Ilustrasi penyemprotan disinfektan. - Harian Jogja/Ujang Hasanudin
31 Maret 2020 15:17 WIB Hafit Yudi Suprobo Sleman Share :

Harianjogja.com, SLEMAN--Upaya penyemprotan cairan disinfektan secara mandiri oleh warga Sleman mendapatkan perhatian lebih dari Dinas Kesehatan (Dinkes) Sleman.

Kepala Dinkes Sleman mengatakan jika dalam upaya pencegahan penularan Covid-19, masyarakat secara mandiri telah melaksanakan kegiatan penyemprotan desinfeksi sesuai protokol yang sudah ditetapkan.

Akan tetapi upaya tersebut menjadi perhatian karena ada beberapa jenis disinfektan yang tidak boleh sampai berkontak langsung dengan organ tubuh manusia. "Sesuai dengan panduan pencegahan dan pengendalian Covid-19 dari Kemenkes, jenis disinfektan seperti larutan pemutih, larutan klorin, karbol atau lysol, direkomendasikan untuk mendisinfektan permukaan barang atau benda mati, bukan untuk tubuh manusia," ujar Joko, Selasa (31/3/2020).
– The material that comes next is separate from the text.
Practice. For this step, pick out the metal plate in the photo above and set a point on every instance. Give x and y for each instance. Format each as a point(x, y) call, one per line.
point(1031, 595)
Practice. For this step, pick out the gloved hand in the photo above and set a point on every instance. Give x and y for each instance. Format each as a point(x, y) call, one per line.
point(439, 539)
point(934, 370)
Lebih lanjut, Joko menyebutkan jika dalam proses pembuatan larutan desinfektan dengan cara mencampurkan berbagai jenis disinfektan juga berpotensi menimbulkan konsentrasi yang berlebihan sehingga menimbulkan pencemaran lingkungan dan menganggu kesehatan manusia.
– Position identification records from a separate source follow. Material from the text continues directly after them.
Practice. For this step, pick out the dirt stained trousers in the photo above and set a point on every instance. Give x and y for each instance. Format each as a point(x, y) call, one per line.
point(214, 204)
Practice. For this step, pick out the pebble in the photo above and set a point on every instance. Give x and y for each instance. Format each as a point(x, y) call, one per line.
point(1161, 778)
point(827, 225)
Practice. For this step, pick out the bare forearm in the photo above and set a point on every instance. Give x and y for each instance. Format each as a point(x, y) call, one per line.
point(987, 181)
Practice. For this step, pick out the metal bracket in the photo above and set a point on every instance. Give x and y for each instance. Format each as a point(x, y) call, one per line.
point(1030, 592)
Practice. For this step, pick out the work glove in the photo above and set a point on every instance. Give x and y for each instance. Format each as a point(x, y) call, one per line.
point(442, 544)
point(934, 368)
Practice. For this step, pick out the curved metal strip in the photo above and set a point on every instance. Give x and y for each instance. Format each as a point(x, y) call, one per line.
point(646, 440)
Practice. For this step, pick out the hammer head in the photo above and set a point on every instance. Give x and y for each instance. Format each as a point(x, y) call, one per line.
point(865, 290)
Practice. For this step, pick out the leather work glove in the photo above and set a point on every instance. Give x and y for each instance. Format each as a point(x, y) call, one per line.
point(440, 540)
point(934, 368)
"Bahkan, WHO [World Health Organization] tidak menyarankan penggunaan alkohol dan klorin ke seluruh permukaan tubuh karena akan membahayakan membran mukosa tubuh seperti mata dan mulut serta dapat menimbulkan iritasi kulit," kata pria yang yang juga Direktur RSUD Sleman tersebut.

Satu-satuya cara aman untuk pencegahan pemaparan pandemi Covid-19 adalah dengan cuci tangan menggunakan sabun dan air mengalir. "Mandi serta mengganti pakaian setelah melakukan aktivitas dari tempat yang terinfeksi. Melakukan physical distancing [minimal satu meter]," ucap dia.